I happened upon an interesting principle that understood and properly applied, can make life much easier. This principle became obvious during a recent horseback riding lesson while working on my trot-canter upward transition. Without boring you with the details, the principle I learned or perhaps better put, rediscovered, is this: the solution does not always lie at the level of the obvious problem, symptom or deficiency.
Having considered something akin to this in my recent post on my company’s blog http://tinyurl.com/3yf9m95, I feel it is “in the air” and therefore worthy of further consideration. Our medical system offers a fine example of what happens when this principle is ignored.
The present system, which could be summarized as the “find-it-and-fix-it” approach, tends to downplay or even ignore the larger context in which the problem is set. A headache, for instance, is often treated with aspirin, and little attention is given to what might be the cause behind the headache. By focusing on the symptom, medical practitioners who work in a highly specialized system often fail to see the forest for the trees.
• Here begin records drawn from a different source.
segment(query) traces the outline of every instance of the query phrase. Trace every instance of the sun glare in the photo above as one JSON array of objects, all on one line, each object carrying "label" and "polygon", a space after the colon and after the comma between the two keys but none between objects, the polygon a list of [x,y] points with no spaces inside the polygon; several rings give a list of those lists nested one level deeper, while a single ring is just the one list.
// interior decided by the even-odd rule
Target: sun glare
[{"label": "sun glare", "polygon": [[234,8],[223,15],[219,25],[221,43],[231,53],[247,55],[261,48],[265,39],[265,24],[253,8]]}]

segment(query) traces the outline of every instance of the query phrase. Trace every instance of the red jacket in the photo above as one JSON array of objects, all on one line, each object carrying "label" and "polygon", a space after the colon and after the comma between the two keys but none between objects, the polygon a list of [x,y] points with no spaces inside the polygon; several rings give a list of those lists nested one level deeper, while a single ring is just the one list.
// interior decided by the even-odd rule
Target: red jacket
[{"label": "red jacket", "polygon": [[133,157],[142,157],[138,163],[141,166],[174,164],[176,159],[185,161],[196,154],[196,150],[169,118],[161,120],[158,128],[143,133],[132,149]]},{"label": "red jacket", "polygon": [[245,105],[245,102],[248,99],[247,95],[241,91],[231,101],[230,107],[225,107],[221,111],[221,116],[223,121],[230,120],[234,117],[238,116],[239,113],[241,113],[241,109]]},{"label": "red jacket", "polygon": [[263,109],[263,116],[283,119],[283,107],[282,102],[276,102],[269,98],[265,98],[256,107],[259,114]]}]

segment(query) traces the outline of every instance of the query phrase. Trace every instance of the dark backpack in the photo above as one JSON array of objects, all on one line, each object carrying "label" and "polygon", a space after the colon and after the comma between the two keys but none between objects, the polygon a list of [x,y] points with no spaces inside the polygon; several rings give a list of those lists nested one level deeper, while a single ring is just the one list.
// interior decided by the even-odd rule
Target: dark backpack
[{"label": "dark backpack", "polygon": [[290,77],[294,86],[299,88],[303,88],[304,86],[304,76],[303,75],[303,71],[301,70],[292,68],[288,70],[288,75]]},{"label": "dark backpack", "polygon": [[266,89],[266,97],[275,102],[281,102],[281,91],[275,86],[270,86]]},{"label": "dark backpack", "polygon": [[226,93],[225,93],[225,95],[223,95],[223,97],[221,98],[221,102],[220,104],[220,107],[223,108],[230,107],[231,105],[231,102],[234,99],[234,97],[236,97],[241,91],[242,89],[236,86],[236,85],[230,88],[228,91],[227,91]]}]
An equestrian can also easily succumb to this pitfall if he or she is not careful. In the situation I mentioned earlier, the symptom was the horse tending to drop down on his inside shoulder. Focus too much attention on that shoulder and the rider risks missing the many other factors that come into play to bring about the right balance (hind leg impulsion, maintaining the outside side, the rider’s position, etc.).
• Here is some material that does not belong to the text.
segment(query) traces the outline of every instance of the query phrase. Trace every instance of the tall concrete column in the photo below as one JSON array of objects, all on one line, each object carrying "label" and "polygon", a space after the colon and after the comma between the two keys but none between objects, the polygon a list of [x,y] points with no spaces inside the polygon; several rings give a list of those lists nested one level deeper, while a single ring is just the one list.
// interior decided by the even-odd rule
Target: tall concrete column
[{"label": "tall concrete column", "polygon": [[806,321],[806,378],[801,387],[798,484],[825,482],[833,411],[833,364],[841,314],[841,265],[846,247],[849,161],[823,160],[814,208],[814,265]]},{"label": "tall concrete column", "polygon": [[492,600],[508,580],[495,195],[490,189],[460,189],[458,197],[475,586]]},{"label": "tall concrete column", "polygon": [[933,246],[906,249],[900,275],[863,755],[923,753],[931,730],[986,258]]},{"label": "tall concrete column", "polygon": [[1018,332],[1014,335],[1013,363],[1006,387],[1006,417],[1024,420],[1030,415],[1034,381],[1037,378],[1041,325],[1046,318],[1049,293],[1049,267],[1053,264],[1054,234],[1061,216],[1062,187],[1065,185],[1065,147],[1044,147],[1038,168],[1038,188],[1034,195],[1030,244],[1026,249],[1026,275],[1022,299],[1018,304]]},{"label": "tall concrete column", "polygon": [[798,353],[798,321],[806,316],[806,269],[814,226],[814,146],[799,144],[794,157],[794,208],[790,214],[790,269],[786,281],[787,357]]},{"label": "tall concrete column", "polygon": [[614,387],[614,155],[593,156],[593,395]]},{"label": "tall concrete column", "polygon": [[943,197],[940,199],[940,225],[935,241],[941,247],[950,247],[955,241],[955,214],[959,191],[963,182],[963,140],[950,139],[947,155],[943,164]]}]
To live effectively you must view your world holistically. To the degree that your life is compartmentalized and not operating according to a unifying theme, you run the risk of competing elements and as we looked at before, a house divided is not sustainable. Likewise, if you tend to focus or worse, fixate on the things that are not working properly in your life, you will miss the proverbial forest for the trees.
An uncle of mine once used an analogy that has stuck with me for years. If you are driving on a mountain pass and your brakes fail, the worse thing you can do is to focus all of your attention on the failure and to pump the brake pedal obsessively. You need to look up, determine the best path to slow down, stay calm enough to think logically about ways to slow and stop the disabled vehicle. Sitting at my desk I can think of a few ways: drive gently into the bank and use friction to slow down, try the parking brake, downshift, and so on. Anything is better than going over the cliff and suffering a total loss. There are almost always more options than you might think initially.
Another complicating factor in this is that people love to identify a “single-point” scapegoat for just about any problem. Scientists and other interest groups have been desperately seeking to point the finger at a single-point cause for the recent “colony collapse disorder” that has decimated the honey-bee population in North America. This disorder could have a large impact on our food supply, so the problem and the interest in its resolution are real, yet trying to focus on one element, such as the proliferation of power lines, certain pesticides, or other favorite suspects is unlikely to provide a holistic enough approach to reverse the trend.
Where does this leave us this morning? Well, first of all, when you experience a challenge or a problem in your life (it happens, believe me, I saw it on TV once or twice), don’t immediately jump to conclusions about why it happened, who is responsible and what their punishment should be. Take the time necessary to understand the problem in its larger context.
As yourself: what factors are at play, who are the stakeholders and who can help find a solution? These are excellent questions that will help you resolve any issue. Furthermore, always leave room for the fact that your perception may be skewed or incomplete. It never hurts to approach these matters with humility.
The world’s problems are rarely simple anymore and in many cases, neither are the individuals problems that each one of us faces from day-to-day. Our world is more interdependent than ever and determining cause requires persistence, equanimity and a keen eye and ear for the not-so-obvious.
Take care of the world you center in a new and more balanced way today. It will make a difference.